Das Bundesministerium für Gesundheit legt jeweils zum 1. November den sogenannten durchschnittlichen Zusatzbeitrag des Folgejahres basierend auf der Auswertung der Ergebnisse eines Schätzerkreises (Bundesamt für Soziale Sicherung, Spitzenverband Bund der Krankenkassen und BMG) fest (§ 242a SGB V). Dabei ist der durchschnittliche Zusatzbeitrag eine statistische Größe und bildet nicht den tatsächlichen Durchschnitt aller kassenindividuellen Zusatzbeiträge ab.[4] Der vom Ministerium festgelegte erwartete Zusatzbeitrag des kommenden Jahres ergibt sich, indem die Differenz zwischen erwarteten Ausgaben der Krankenkassen und Zuweisungen aus dem Gesundheitsfonds gegenübergestellt und durch die Summe der beitragspflichtigen Einnahmen aller Krankenkassen dividiert wird; insbesondere wird dabei nicht berücksichtigt, dass Krankenkassen anstelle des Erhebens eines Zusatzbeitrags die nicht gedeckten Ausgaben teilweise auch aus der Auflösung von Rücklagen finanzieren können.
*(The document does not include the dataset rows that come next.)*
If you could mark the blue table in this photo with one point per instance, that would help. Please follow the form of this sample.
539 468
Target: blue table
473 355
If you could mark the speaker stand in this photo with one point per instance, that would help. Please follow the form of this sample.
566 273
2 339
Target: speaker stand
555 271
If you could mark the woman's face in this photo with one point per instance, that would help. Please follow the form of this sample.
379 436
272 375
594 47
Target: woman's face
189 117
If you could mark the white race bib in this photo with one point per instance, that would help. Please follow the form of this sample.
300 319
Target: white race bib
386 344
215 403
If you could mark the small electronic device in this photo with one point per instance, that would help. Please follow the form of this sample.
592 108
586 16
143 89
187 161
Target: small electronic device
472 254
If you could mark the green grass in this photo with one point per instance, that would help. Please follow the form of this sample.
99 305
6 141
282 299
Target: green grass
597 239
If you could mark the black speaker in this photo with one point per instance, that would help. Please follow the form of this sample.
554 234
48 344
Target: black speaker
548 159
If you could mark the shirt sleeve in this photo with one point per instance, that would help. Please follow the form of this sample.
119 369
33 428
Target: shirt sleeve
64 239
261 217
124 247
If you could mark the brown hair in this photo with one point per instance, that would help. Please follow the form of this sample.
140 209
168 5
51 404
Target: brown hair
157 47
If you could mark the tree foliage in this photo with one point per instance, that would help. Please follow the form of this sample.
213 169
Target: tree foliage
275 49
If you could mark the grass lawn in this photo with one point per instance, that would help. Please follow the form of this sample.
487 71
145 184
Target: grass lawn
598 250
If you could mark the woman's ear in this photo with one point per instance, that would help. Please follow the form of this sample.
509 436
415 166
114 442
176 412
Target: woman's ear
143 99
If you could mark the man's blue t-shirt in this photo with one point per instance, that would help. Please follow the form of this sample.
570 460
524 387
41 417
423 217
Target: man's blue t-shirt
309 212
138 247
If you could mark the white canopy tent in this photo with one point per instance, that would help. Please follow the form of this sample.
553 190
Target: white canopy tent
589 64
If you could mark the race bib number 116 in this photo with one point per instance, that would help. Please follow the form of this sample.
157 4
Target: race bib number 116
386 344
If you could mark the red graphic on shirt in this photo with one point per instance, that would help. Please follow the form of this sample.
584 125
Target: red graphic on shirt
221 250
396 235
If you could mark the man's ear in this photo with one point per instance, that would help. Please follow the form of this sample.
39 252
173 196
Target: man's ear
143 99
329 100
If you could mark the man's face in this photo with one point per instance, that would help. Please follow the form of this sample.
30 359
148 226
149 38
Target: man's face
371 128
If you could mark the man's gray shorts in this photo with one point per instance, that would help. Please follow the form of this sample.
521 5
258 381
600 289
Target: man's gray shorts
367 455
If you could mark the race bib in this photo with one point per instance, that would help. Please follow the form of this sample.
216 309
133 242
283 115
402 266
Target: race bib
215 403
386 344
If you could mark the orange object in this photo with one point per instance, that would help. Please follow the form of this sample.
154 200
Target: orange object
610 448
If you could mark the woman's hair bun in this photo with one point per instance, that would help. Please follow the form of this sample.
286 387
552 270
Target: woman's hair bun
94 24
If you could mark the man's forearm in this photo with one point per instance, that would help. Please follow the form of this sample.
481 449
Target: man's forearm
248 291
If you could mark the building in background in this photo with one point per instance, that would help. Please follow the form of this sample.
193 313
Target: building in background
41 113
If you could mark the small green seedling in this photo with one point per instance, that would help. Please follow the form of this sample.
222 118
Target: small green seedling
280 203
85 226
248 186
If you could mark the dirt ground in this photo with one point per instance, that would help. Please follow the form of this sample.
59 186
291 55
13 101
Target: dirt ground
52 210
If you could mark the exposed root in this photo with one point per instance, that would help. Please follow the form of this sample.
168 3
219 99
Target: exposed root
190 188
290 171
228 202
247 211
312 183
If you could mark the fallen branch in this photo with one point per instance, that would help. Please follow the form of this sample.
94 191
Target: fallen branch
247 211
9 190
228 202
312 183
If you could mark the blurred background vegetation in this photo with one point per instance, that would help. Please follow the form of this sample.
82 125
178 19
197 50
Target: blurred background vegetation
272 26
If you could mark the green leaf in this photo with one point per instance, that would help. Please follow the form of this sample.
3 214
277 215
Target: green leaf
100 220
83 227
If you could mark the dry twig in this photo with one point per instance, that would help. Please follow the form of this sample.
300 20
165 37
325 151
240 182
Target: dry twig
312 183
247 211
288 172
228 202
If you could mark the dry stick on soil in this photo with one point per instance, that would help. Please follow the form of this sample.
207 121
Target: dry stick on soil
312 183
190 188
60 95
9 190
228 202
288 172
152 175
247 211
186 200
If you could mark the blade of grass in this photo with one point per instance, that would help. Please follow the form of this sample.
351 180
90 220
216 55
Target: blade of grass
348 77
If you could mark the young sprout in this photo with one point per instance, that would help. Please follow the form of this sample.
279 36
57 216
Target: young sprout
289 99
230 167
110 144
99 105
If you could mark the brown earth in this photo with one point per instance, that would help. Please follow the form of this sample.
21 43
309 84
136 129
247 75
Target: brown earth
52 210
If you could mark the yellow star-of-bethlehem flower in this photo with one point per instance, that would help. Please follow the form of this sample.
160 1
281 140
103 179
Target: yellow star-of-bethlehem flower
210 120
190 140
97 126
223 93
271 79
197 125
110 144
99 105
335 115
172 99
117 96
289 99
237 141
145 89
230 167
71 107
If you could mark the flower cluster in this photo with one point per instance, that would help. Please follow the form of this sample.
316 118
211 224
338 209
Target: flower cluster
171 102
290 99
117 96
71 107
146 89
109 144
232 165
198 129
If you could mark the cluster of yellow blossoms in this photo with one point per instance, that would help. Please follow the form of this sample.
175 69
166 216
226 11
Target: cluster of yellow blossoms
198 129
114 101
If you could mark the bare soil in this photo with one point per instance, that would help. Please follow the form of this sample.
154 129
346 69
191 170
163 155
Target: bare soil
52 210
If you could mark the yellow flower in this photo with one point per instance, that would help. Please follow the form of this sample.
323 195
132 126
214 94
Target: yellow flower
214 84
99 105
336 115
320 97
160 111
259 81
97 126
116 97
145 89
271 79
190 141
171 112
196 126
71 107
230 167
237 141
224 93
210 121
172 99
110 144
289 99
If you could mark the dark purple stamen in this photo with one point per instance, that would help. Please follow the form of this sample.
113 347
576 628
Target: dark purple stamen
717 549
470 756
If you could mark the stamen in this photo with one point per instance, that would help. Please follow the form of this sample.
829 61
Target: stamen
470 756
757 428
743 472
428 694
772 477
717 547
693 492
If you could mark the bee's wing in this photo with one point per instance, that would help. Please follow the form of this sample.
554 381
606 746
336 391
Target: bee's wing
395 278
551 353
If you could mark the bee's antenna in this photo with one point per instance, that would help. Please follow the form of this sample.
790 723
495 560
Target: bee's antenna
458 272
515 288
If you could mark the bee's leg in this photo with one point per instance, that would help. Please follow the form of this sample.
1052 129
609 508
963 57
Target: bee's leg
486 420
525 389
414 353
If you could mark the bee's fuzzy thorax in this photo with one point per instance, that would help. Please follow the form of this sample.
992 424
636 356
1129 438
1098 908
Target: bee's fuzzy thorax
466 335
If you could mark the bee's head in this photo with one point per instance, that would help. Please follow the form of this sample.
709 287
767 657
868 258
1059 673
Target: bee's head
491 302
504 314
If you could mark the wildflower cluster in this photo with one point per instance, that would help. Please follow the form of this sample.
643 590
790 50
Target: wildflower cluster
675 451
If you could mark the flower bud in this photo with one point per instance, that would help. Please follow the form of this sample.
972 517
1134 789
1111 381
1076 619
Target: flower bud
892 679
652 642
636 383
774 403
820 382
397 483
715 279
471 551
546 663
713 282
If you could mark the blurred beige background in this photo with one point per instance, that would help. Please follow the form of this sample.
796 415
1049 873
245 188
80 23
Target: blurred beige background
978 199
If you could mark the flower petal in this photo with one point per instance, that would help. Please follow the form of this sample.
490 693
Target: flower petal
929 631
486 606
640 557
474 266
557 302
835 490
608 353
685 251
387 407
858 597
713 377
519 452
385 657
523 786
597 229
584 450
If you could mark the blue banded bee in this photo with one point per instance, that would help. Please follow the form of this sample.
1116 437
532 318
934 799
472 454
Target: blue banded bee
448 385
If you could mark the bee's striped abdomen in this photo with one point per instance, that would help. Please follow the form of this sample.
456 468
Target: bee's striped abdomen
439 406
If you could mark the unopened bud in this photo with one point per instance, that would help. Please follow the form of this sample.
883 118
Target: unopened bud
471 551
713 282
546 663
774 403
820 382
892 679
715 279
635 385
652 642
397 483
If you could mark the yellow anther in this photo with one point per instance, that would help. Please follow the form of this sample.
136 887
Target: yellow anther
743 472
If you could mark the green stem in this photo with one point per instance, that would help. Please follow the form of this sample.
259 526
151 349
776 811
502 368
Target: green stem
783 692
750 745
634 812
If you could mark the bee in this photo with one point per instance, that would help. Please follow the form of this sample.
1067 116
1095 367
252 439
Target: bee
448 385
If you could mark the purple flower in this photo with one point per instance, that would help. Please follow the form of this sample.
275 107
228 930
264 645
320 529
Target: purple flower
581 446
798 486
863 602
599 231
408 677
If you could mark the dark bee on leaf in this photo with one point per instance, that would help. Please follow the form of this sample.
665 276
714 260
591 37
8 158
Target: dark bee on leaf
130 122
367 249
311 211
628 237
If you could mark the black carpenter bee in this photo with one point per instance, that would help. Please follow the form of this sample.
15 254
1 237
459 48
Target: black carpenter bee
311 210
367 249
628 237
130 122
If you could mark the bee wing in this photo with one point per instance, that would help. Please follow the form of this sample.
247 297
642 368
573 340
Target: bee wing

Festgesetzter durchschnittlicher Zusatzbeitrag
Im Jahr 2015 betrug der vom BMG festgesetzte durchschnittliche Zusatzbeitrag 0,9 Prozent,[5] 2016[6] und 2017 1,1 Prozent,[7] 2018 1,0 Prozent,[8] 2019 wieder 0,9 Prozent,[9] 2020 wieder 1,1 Prozent.[10] 2021 wird er weiter auf 1,3 Prozent angehoben.[11]
Zusatzbeitrag nach Personengruppen
Für die meisten Personengruppen wird sich nur die Höhe des Beitragssatzes ändern.
Auszubildende und Studierende
Für pflichtversicherte Auszubildende und Studierende gelten die Krankenkassenbeiträge zzgl. Zusatzbeitrag. Bei Studenten dient als Bemessungsgrundlage für Beitrag und Zusatzbeitrag der Bedarf nach § 13 BAföG.
Bezieher von Arbeitslosengeld
- Arbeitslosengeld: Der Beitrag wird von der Bundesagentur für Arbeit getragen.
- Arbeitslosengeld II: Hier gilt der durchschnittliche Zusatzbeitragssatz nach § 242a SGB V, der vom Jobcenter getragen wird.[1]
Zusatzbeitrag nach Krankenkasse
Lediglich die regional geöffnete Metzinger Betriebskrankenkasse erhob bis 2016 und im Jahr 2018 keinen Zusatzbeitrag. Den geringsten Zusatzbeitrag der bundesweiten Krankenkassen erhebt im Jahr 2020 die Handelskrankenkasse mit 0,39 Prozent, den höchsten bundesweiten Zusatzbeitrag mit 1,6 Prozent die Betriebskrankenkasse WMF Württembergische Metallwarenfabrik AG und regional mit 2,2 Prozent die BKK Herkules.[12]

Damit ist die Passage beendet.